Michael Ruhlman wrote a book called Ratio, in which he devotes a chapter to the craft of batter making. The author is a writer turned chef turned chef-writer (Dear Mr. Ruhlman, you have my future career. Please return within 3-5 years time, or as long as it takes to complete a degree in nutritional sciences. Thanks, Arv.) In it, Ruhlman refers to something he calls the "crepe-cake continuum" -- the idea that the only thing distinguishing a crepe from a popover from a pancake from a fritter from a muffin from a cake is the proportion of flour to liquid in the batter (and of course the cooking method). It's really quite eloquent both in concept and in Ruhlman's prose-y explanation, quoted above.
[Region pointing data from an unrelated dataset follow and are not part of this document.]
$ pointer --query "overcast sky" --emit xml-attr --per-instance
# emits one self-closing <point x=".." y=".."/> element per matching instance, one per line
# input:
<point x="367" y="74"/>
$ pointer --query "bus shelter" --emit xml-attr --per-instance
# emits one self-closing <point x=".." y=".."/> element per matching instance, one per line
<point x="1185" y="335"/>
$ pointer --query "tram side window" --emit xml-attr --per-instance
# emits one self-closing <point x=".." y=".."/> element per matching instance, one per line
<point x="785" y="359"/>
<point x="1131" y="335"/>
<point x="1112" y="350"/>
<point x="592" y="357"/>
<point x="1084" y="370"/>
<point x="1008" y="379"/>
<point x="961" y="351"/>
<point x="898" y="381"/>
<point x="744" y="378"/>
Anywho, I reaped the nutritional rock-star benefits of kale all week, paired with some eggs and, finding some Michael Ruhlman inspiration, folded into a crepe with a diced onion (the mysteries of onion dicing revealed). Here's how:
For all three dishes, I washed and chopped up about two cups of kale leaves, put them in a bowl with a tablespoon or two of water, and microwaved them for about two minutes to soften the tough leaves while keeping the nutrients in tact.
For the crepe dish, I first made a crepe batter by combining 2 ounces flour, 2 eggs, 4 ounces chicken stock and some salt in a bowl (a BIG bowl) and beating it with a whisk until it goes from this:
to this:
Then I put it in the fridge while I prepared the other parts of the dish, because Ruhlman says letting the batter rest for 30 minutes or more will allow the flour to hydrate and absorb the liquid.
Next I made an onion relish from a classic Julia Child recipe by dicing an onion and putting it in a medium heat pan with a tablespoon of butter. The onions went from this:
to this:
At which point I added a tablespoon of cider vinegar (you can also use white wine, which you have to let reduce in the pan). After the cider vinegar, I added some vegetable stock, and it went from looking like this:
to this:
Finally, I pushed the onions to the side and added my zapped kale to the pan, letting it wilt just a touch before mixing it all into the onions and sauteing the lot of it. The pan will get dry, so you'll probably have to add more stock for moisture and salt for flavor. I also had some leftover roast garlic which was an *awesome* touch to throw in at the last minute (and great for your heart, by the way!).
When it all tasted good, I set it aside and made my crepe by bringing a cast iron pan up to medium, dragging an oil-smeared paper towel across its surface, and pouring a DVD-sized disc of batter into the center of the pan, which I dispersed across the surface of the pan using the back of a ladle. I let it cook untouched for about 40 secs on one side, and then turned and cooked for a few seconds more on the other.
I sprinkled a couple grates of a smoky cheese (don't ask me to remember what kind...something Dutch) onto the hot crepe, which added a great flavor, and then spooned the kale mixture into it. Wrapped it all up and enjoyed every last bite of caramelized onion-y goodness.
The crepe was admittedly a little too thick, as you might observe in the pic, but not terrible for a first-timer. |
For the kale & egg recipes, bring a nonstick pan to medium heat, add some olive oil, and toss in the leaves. After they begin to wilt, add salt, pepper, vegetable stock, about 1 teaspoon of yellow mustard (yup, the kind from a jar) juice from 1/2 an orange, a dash of white wine vinegar, and a teaspoon of two of your favorite hot sauce (taste and decide whether more is needed).
In a separate bowl (a BIG one) I beat four egg whites with similar ingredients: milk, salt, mustard, OJ, and hot sauce. I mean, I beat the **** out of the eggs until they were nice and frothy and my shoulder was dislocated. For the omelet, I used less milk, no more than 3 tablespoons, and added it to the pan once the kale was really nice and cooked down. Taste your kale to know when to add the egg. It should taste cooked through -- the rawness/toughness should be gone.
Pour the egg into the pan and let it set, cooking untouched for about four minutes. You might need to add a bit more fat (a touch of butter or oil) at this point to prevent sticking. Once the omelet is completely set (you should be able to lift an edge up cleanly with a spatula) fold it over onto itself and let the middle finish cooking. It should start to brown on the underside. Then flip and let the opposite half brown, too.
If you want to make a scramble, add more milk, about a half cup, to your egg mixture along with all the other ingredients. Pour into the pan and mix it all up this time instead of letting it set. Add a hint of butter and cook until the eggs have a crumbly, almost feta-like consistency.
Tangy, sweet and spicy -- all my favorite flavors in a suspended in egg. What's not to love?